Seit Parlamentspräsident Jorge Rodríguez am 08. Januar die Freilassung einer „erheblichen“ Zahl politischer Gefangener ankündigte, konnte die NGO Foro Penal bis zum 16. Januar bislang mehr als 100 tatsächlich erfolgte Freilassungen bestätigen. Das ist weiterhin nur ein geringer Teil der mehr als 800 politischen Gefangenen im Land, dennoch ist für unsere Koordinationsgruppe jede einzelne Person in Freiheit ein Anlass zur Freude. Insbesondere begrüßen wir die Freilassung all jener willkürlich Inhaftierten, für die sich Amnesty International teilweise seit Jahren eingesetzt hat. Zusätzlich zu bereits bekannten Freilassungen (siehe unseren Homepagebeitrag vom 12. Januar) wurden am 14. Januar die Journalisten und Aktivisten Carlos Julio Rojas und Roland Carreño aus dem berüchtigten Foltergefängnis El Helicoide entlassen. Carlos befand sich seit April 2024 in Haft und wurde aufgrund von kritischen Meinungsäußerungen unter anderem wegen Terrorismus und Verschwörung gegen die Regierung angeklagt. Roland, ebenso politischer Aktivist für die Oppositionspartei Voluntad Popular, wurde im August 2024 bereits zum wiederholten Male festgenommen, als er die Wahlmanipulation im Zuge der Präsidentschaftswahl anprangerte.

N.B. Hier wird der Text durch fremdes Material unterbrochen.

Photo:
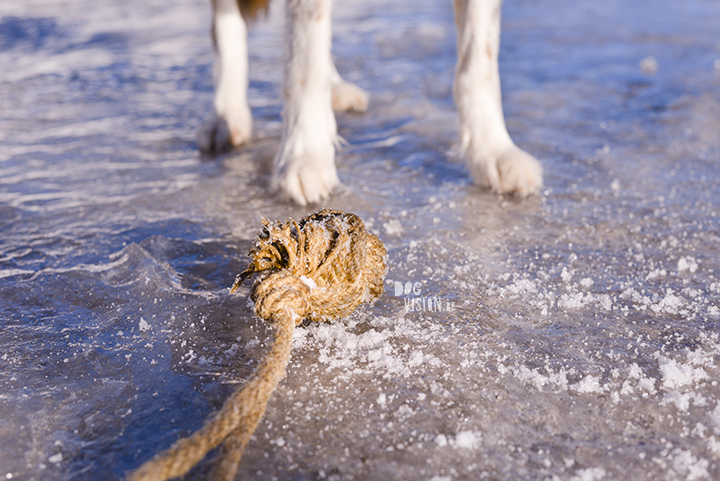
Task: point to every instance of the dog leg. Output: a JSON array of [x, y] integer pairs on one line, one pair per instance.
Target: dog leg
[[305, 165], [231, 122], [492, 157], [346, 95]]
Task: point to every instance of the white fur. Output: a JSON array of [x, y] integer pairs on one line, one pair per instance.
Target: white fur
[[231, 122], [305, 165], [304, 168], [492, 157]]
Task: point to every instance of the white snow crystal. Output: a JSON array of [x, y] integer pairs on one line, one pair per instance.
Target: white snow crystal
[[467, 439], [676, 375], [55, 458], [687, 264], [393, 227]]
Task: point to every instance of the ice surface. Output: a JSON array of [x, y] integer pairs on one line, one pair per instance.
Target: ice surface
[[579, 336]]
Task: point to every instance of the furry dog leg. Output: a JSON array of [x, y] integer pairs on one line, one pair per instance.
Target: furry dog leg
[[305, 165], [492, 157], [231, 123]]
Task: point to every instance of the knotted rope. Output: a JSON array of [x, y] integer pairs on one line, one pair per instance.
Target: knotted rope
[[320, 268]]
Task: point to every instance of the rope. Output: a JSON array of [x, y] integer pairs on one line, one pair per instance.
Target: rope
[[320, 268]]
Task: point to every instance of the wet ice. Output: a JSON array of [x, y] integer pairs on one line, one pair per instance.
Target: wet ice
[[584, 340]]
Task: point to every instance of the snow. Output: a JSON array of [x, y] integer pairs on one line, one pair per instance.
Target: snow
[[583, 343]]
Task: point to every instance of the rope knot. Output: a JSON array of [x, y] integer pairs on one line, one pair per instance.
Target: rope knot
[[320, 268], [328, 259]]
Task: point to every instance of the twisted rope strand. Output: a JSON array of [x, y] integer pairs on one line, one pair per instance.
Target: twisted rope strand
[[320, 268]]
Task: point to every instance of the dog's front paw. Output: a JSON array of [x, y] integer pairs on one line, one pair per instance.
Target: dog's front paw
[[514, 171], [349, 97], [221, 133], [306, 180]]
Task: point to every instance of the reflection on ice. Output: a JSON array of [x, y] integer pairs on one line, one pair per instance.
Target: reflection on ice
[[583, 343]]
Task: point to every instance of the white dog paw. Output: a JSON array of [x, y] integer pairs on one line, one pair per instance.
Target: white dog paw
[[349, 97], [512, 172], [306, 182], [220, 133]]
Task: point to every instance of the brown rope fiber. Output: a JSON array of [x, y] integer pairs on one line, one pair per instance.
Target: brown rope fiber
[[320, 268]]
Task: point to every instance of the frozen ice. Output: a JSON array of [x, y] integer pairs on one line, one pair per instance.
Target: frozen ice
[[583, 342]]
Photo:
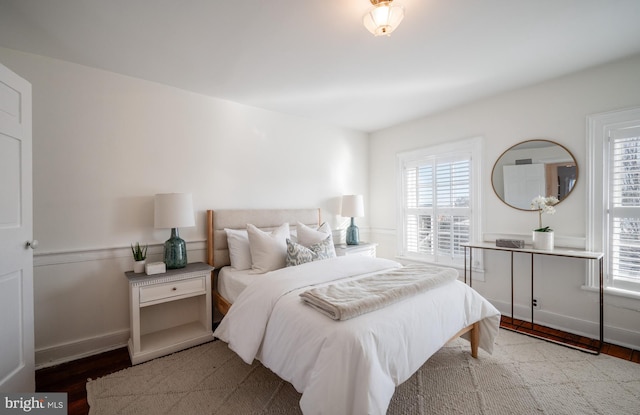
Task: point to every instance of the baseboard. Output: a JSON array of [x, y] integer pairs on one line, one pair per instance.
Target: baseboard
[[62, 353], [612, 335]]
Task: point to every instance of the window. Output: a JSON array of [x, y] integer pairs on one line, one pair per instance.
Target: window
[[438, 201], [616, 224]]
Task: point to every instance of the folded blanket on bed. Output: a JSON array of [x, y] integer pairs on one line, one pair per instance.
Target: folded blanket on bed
[[348, 299]]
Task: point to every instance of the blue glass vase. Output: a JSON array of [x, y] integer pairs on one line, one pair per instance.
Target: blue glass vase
[[353, 234], [175, 251]]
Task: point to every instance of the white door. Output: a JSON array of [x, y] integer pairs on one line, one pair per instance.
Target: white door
[[522, 183], [16, 229]]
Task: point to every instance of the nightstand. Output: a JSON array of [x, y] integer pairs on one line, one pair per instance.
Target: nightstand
[[169, 312], [364, 248]]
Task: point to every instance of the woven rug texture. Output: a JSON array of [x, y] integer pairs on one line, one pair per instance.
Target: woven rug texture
[[523, 376]]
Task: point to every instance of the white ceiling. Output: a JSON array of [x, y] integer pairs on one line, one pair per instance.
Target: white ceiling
[[313, 58]]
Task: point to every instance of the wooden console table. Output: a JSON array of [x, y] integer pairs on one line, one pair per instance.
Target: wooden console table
[[567, 253]]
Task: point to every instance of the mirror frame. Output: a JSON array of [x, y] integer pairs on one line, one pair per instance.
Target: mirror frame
[[528, 141]]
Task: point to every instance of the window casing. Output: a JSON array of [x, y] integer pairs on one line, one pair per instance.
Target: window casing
[[438, 202], [614, 175]]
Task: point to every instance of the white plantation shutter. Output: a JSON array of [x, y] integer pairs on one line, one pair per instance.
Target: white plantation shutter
[[624, 209], [437, 207]]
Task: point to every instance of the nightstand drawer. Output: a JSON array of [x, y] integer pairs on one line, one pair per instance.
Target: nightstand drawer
[[172, 289]]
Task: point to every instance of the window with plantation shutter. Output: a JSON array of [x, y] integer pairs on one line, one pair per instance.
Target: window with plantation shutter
[[624, 208], [614, 172], [437, 202]]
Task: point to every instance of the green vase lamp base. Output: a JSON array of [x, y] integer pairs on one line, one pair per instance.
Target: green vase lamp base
[[353, 234], [175, 251]]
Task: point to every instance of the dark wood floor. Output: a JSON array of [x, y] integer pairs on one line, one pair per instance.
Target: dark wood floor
[[72, 377]]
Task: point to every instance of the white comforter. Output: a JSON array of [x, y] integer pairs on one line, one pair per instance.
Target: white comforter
[[352, 366]]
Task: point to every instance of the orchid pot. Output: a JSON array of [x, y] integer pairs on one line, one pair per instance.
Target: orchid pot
[[543, 239]]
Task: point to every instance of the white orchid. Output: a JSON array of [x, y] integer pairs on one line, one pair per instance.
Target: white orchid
[[544, 205]]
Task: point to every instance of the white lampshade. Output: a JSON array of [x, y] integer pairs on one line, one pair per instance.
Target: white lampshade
[[352, 206], [173, 210], [383, 18]]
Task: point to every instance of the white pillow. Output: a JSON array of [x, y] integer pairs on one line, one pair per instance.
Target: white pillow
[[268, 249], [239, 252], [308, 236]]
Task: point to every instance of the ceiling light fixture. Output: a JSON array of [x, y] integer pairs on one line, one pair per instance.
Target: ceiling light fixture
[[383, 18]]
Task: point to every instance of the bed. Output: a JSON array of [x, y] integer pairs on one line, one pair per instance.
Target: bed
[[340, 367]]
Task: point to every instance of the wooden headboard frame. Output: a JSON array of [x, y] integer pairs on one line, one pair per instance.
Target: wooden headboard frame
[[265, 219]]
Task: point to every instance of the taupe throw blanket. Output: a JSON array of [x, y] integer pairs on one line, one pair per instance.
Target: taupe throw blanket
[[348, 299]]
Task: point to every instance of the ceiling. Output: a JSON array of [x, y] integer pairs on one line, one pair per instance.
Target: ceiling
[[314, 58]]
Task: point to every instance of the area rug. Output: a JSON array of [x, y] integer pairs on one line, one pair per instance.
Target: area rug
[[523, 376]]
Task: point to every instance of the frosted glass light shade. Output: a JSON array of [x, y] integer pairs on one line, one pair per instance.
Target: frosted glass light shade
[[383, 18], [173, 210], [352, 206]]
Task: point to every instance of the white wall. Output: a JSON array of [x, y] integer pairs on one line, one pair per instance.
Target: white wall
[[555, 110], [104, 144]]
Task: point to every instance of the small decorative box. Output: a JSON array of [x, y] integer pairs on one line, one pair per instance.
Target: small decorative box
[[155, 268], [510, 243]]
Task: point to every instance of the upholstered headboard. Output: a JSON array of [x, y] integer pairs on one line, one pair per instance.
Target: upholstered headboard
[[265, 219]]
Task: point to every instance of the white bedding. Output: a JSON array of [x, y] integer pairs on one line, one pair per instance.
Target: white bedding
[[231, 282], [352, 366]]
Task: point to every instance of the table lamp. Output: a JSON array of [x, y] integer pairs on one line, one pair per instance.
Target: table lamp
[[352, 206], [174, 210]]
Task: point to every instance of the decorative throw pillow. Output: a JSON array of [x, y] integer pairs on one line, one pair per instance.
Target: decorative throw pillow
[[324, 249], [308, 236], [298, 254], [268, 249], [239, 252]]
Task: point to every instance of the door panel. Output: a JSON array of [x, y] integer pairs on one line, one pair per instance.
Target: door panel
[[16, 229]]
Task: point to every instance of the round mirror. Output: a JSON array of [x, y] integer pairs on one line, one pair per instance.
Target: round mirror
[[534, 168]]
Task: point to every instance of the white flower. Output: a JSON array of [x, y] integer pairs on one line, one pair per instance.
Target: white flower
[[544, 205]]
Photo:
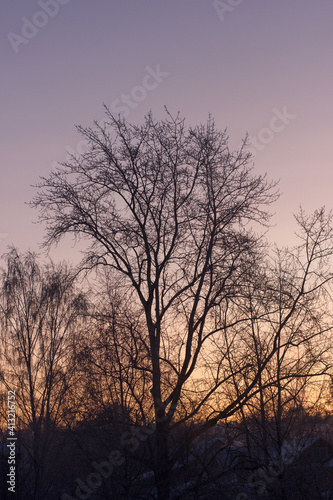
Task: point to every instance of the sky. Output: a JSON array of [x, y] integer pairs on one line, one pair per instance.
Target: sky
[[260, 67]]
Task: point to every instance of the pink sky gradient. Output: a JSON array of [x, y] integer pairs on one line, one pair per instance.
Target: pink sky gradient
[[262, 56]]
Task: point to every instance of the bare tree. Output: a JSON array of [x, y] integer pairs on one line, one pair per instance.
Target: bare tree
[[39, 311], [168, 208]]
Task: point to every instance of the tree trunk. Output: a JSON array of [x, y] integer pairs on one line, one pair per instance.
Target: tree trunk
[[162, 477]]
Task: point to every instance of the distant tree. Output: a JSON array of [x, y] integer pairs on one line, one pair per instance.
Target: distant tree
[[40, 311]]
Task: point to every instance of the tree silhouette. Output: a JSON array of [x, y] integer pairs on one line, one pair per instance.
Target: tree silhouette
[[171, 210]]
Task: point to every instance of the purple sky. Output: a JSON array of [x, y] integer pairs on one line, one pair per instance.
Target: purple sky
[[246, 65]]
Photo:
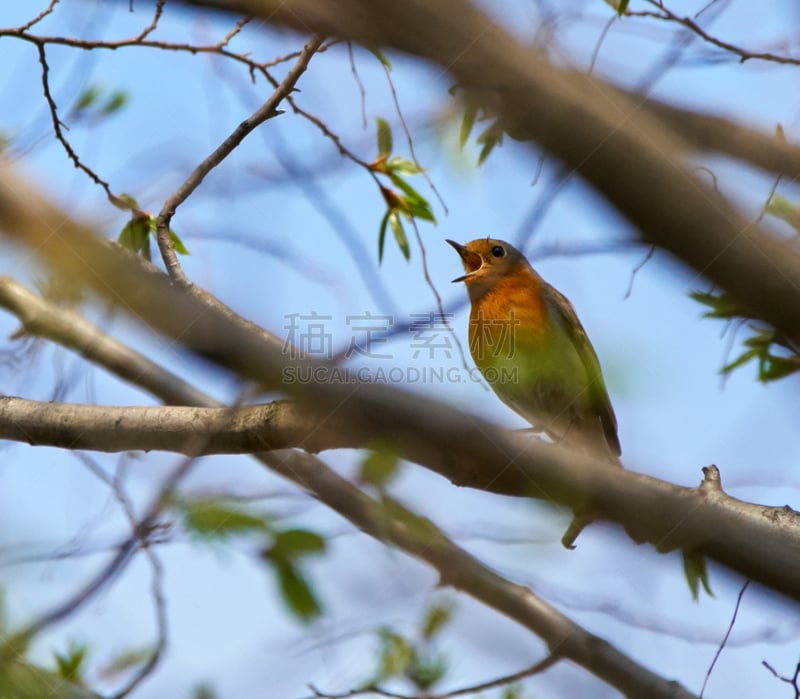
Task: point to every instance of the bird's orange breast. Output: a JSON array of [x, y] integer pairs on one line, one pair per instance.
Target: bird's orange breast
[[509, 316]]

Am selben Tag wurde weiterhin der Taxifahrer Dennis Adrían Lepaje freigelassen, der im Februar 2025 lediglich deswegen festgenommen wurde, weil er eine verletzte Person ins Krankenhaus gefahren hatte und dabei an einem Checkpoint der Polizei gestoppt wurde. Bereits zwei Tage vorher durften am 12. Januar außerdem Rosa Chirinos und Raymar Pérez die Haftanstalt La Crisálida verlassen. Beide befanden sich seit September 2024 in willkürlicher Haft, weil sie an einem Polizeicheckpoint gemeinsam mit einem/r peruanischen Staatsangehörigen angehalten wurden, den/die die Regierung – ohne dass uns hierzu irgendwelche Belege bekannt sind – der Verschwörung gegen die Regierung bezichtigt. Alle drei Personen waren Einzelfälle im Bericht Detentions without a trace, den Amnesty im vergangenen Juli über die Praxis des „Verschwindenlassens“ in Venezuela veröffentlichte.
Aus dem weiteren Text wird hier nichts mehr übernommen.